Philipp Grueber
2013-Nov-30 14:03 UTC
[R] Calculate Adjusted vcov Matrix acc. to Shanken(1992) (Generated Regressor Problem)
Dear R Users,
I wish to estimate a regression:
y=a+b x1+c x2+d x3+e
where a is the constant, b,c,d are coefficients and e represents the
residuals. However, I find x1 and x2 to correlate. In order to avoid
multicollinearity, I split up the estimation:
(1) x2~a1+ b1 x1 + e1
(2) y=a2+b2 x1+ c2 e1+ d2 x3+e2
I believe that using the residuals from regression (1) in (2) induces an
?generated regressor problem? which biases the standard errors obtained (I
am not quite sure because both x1 and the error e1 both are included in my
second regression). (Shanken1992) provides an adjustment which however
refers to a panel setup. Obviously, my setup is unrelated to panels.
Question:
If being applicable to my setup at all, is there an R implementation of
Shanken?s adjustment? See my example below. I try to replicate the
explanation provided in Ch.12 of John Chohcrane's "Asset Pricing"
book (page
237ff).
Any help is highly appreciated. Thank you very much in advance!
Best wishes,
Philipp
PS: Note that a similar question was asked by someone else only few days ago
in the stackexchange network. See
http://stats.stackexchange.com/questions/77617/shanken-1992-correction-for-t-statistics
##################################################################
##################################################################
##################################################################
#packages
library(lmtest)
#Data
y<-rnorm(100)
x1<-rnorm(100)
x2<-rnorm(100)
x3<-rnorm(100)
#I wish to estimate y=c+x1+x2+x3+u but cor(x1,x2) is high. Therefore twostep
procedure: (1) x2~c1+x1+u1 (2) y=c2+x1+u1+x3+u2.
res1<-lm(x2~x1)
coeftest(res1,vcov.=vcov(res1))
vcov(res1)
#I am able to calculate this manually.
X1<-as.matrix(data.frame(A=rep(1,100),B=x1),stringsAsFactors=FALSE)

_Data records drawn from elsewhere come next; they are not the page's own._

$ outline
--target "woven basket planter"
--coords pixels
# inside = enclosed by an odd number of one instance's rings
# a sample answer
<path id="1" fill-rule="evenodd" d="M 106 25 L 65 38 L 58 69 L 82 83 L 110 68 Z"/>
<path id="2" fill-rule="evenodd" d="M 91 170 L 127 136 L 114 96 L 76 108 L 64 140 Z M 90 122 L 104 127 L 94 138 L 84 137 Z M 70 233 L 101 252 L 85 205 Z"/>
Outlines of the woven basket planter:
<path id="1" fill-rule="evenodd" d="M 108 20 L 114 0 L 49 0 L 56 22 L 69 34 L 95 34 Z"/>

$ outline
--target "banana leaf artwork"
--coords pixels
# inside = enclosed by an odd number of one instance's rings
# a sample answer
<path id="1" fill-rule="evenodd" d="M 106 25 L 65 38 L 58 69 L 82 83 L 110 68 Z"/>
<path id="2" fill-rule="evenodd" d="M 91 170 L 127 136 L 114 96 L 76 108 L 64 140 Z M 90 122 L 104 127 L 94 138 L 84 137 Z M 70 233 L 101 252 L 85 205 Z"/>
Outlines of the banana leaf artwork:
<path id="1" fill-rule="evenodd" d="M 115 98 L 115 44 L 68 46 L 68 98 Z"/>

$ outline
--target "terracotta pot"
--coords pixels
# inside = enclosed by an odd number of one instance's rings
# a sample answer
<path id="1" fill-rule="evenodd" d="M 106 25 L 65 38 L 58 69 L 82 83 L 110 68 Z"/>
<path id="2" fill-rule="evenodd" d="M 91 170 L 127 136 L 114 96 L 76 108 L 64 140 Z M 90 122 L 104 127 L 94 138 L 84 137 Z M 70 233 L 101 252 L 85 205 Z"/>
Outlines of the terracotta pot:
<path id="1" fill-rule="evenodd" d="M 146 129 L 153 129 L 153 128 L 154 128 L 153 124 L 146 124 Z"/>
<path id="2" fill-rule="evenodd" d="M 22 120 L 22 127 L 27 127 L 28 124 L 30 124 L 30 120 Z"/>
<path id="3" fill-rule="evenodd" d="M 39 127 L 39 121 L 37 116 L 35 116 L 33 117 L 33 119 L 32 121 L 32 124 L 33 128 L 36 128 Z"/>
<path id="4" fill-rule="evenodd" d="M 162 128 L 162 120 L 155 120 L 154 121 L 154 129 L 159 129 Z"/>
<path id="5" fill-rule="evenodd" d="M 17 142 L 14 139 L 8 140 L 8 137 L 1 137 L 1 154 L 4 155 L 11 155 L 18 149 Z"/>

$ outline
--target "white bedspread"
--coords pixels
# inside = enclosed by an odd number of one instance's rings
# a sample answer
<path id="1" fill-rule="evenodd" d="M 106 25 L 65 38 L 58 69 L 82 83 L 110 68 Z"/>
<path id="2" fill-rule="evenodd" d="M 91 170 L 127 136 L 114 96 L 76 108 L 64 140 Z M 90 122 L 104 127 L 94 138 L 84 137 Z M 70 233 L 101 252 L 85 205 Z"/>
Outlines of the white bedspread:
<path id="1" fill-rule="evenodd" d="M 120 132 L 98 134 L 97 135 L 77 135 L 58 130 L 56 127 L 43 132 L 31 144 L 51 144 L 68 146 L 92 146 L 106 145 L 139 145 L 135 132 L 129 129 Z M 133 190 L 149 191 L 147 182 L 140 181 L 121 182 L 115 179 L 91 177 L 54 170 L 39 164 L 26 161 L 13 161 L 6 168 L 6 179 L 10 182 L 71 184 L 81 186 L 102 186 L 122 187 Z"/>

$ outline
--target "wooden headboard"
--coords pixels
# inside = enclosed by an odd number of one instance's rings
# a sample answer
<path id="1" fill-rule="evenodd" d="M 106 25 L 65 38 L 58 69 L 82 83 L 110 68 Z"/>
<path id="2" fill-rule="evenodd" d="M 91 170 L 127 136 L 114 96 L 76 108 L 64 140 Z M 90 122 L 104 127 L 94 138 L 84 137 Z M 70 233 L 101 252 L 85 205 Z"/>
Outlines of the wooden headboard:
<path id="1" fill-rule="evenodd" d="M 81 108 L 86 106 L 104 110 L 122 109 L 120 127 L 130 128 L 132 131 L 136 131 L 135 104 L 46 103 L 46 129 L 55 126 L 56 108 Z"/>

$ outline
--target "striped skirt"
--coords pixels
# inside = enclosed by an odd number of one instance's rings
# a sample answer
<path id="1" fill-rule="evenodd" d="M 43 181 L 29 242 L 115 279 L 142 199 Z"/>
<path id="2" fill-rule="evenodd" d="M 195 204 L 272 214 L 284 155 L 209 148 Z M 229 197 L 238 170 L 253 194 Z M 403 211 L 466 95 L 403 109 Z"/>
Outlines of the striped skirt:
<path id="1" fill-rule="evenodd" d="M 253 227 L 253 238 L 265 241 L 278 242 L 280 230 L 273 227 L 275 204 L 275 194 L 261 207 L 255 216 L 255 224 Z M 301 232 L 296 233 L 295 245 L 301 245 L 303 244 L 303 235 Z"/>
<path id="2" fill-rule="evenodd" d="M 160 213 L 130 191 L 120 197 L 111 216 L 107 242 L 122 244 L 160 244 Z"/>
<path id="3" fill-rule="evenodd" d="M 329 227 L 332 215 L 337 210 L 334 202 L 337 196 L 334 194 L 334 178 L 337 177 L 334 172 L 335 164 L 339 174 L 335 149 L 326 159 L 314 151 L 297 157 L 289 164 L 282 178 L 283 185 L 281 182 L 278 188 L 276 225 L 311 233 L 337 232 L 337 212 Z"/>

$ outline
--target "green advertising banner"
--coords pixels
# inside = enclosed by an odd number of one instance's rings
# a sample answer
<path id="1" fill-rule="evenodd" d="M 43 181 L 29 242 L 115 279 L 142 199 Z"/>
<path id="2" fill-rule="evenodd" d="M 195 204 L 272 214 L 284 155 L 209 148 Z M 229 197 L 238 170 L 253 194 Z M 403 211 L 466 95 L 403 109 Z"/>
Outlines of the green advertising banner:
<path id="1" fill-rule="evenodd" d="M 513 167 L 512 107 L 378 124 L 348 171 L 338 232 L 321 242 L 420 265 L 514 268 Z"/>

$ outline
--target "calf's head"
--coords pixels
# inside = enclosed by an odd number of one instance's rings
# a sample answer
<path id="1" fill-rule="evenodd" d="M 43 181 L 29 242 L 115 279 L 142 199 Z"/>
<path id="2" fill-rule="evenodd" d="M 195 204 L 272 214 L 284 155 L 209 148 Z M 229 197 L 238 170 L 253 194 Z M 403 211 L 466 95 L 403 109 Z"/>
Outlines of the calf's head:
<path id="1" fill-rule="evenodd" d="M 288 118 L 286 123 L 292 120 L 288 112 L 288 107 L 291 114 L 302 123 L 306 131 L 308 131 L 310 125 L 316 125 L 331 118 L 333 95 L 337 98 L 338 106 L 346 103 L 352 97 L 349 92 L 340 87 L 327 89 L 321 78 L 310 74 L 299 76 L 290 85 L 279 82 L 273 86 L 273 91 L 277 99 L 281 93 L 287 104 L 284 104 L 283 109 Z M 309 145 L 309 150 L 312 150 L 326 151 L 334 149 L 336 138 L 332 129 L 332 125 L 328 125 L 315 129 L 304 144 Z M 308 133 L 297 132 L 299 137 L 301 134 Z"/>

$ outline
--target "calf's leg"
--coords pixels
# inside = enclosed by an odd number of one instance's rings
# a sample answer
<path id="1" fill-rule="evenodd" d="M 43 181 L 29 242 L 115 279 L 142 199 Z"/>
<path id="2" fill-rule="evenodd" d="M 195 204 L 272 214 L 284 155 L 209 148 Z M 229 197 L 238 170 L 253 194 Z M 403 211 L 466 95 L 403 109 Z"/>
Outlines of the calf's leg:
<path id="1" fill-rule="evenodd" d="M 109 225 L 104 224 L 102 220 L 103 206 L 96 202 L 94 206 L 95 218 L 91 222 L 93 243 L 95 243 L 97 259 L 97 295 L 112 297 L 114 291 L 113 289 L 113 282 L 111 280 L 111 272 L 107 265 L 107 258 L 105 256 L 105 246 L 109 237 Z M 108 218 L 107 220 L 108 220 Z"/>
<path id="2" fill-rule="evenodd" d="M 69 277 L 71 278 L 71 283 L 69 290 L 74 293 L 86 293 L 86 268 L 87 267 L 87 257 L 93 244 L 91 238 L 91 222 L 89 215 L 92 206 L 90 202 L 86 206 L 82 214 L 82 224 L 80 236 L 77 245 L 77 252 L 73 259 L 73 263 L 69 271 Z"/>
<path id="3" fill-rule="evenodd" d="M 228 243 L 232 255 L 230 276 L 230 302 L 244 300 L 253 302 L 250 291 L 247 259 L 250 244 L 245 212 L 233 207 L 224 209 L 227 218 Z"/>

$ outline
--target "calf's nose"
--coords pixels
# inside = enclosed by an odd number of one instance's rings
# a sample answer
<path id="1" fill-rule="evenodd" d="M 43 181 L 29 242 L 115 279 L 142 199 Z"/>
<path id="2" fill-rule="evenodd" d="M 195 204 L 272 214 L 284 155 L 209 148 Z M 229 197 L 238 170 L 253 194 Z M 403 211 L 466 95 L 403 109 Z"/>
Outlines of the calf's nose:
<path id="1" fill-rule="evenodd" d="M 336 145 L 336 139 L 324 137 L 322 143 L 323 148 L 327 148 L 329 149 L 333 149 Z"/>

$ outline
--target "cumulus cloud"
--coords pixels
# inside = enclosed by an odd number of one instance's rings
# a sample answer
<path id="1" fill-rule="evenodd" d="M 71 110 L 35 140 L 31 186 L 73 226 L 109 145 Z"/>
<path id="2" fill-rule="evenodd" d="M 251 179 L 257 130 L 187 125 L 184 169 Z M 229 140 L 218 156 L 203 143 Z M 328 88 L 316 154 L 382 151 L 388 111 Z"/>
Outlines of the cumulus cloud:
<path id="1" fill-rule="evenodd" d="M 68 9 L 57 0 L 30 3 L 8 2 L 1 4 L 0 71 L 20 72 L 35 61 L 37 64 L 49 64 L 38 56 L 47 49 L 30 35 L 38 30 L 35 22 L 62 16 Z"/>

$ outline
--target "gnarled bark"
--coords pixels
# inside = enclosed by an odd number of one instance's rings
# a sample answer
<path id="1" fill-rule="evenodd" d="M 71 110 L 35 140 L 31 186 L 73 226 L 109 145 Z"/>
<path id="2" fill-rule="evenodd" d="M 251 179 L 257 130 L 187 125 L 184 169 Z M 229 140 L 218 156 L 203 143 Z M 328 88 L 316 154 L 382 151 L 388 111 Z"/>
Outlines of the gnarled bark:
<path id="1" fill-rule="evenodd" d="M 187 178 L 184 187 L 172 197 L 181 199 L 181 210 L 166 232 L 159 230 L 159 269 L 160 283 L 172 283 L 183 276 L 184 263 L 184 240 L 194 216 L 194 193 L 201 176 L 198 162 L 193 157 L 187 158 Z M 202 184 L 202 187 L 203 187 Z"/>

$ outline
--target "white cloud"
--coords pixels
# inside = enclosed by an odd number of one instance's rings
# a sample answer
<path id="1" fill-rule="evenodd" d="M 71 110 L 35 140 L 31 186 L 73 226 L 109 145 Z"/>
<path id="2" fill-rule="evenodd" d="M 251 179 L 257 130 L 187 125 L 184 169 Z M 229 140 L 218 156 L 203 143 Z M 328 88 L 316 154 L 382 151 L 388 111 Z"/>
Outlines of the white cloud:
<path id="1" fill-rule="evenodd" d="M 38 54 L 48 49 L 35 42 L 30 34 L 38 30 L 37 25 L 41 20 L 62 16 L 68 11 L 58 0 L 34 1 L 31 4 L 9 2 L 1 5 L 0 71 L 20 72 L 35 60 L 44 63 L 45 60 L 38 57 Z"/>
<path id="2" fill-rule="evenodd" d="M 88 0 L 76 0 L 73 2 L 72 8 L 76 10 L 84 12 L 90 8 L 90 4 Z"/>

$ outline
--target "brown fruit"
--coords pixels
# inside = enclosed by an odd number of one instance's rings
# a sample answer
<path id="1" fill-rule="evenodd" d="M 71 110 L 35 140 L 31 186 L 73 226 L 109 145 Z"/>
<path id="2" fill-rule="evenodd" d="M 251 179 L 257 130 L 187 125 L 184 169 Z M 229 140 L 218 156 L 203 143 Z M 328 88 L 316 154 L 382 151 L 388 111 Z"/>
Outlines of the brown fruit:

betas<-solve(crossprod(X1,X1))%*%t(X1)%*%x2
round(coef(res1),digits=10)==round(betas,digits=10)
betas
u1<-resid(res1)
n1<-length(y)
k1<-ncol(X1)
vcov1 = 1/(n1-k1) * as.numeric(t(u1)%*%u1) * solve(t(X1)%*%X1) #= 1/T
vcov1
#Now I do my second regression:
Y<-as.matrix(y)
X2<-as.matrix(data.frame(A=1,B=x1,C=u1,D=x3))
res2<-lm(y~x1+u1+x3)
coeftest(res2,vcov.=vcov(res2))
vcov(res2)
#This is the (biased) variance-covariance matrix:
u2<-resid(res2)
n2<-length(y)
k2<-ncol(X2)
vcov2 = 1/(n2-k2) * as.numeric(t(u2)%*%u2) * solve(t(X2)%*%X2) #= 1/T
vcov2
##############
##############
# So far, this was easy, but in order to implement the Shanken(1992)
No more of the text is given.